I can always say this is not the most ideally healthy thing to eat right now. I can always feel guilty about the carbon footprint or the carbs or the fat or the not-enough protein or the animal protein or the migrant workers. I can feel worried about microplastics and hormones and antibiotics and glyphosate, about mold and inflammation and bloating.
Then I remember, I'm going to die, FOR SURE.
I've been eating a strict diet which amounts to eating whole, real foods for a year now, and I do feel so much better cutting out foods which were inflaming me and causing gut issues.
AND it's hard to the point of feeling unrealistic and unmotivating to stay strict about this diet. Most of my favorite foods are not on it. The foods that are on it I repeat again and again, they always require that I cook and clean up, and some days I'm freezing and shaking at 2pm because I haven't been bothered to feed myself yet that day.

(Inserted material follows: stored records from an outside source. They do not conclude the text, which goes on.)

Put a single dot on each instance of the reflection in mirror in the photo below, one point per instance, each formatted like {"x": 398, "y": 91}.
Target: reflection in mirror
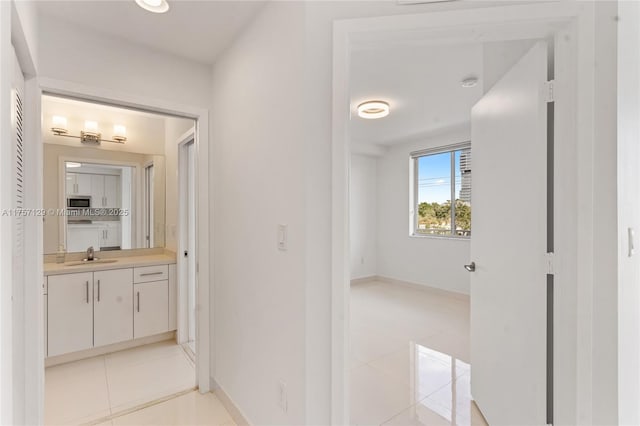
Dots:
{"x": 116, "y": 191}
{"x": 101, "y": 209}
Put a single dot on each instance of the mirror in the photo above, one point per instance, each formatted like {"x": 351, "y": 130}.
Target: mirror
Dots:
{"x": 110, "y": 195}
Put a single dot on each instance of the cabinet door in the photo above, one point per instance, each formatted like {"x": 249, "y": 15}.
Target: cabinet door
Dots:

(Seriously, tho, what is everyone doing? How are we all eating so much every day, all that it takes to keep us alive? Cooking or paying exorbitant prices to have it cooked for us, cleaning up?? Insane.)
When it happens that I can't get warm due to insufficient calorie consumption, I remind myself of an important concept of self-care which came to me at one of the lowest points in my life: Food On The Table.

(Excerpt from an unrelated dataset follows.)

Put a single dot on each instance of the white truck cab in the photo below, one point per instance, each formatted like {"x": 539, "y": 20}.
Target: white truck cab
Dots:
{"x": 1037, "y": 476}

Putting food on the table is a success. It might, for some days, weeks, or months, be my only form of success.
When it's a struggle, I remind myself that FOOD on the table is all that is required. Food can come from a box, from a processing plant, from a pint I took out of the freezer, from the window of a building into my car window. My body and brain run on calories and ANY kind of calories are better than no calories at all.
This is especially true for anyone feeding themselves AND dependents.
Food on the table. Whatever it is, however it gets there, if you are getting food on the table, you are a success. There's no strict diet that will keep you and your family alive for eternity.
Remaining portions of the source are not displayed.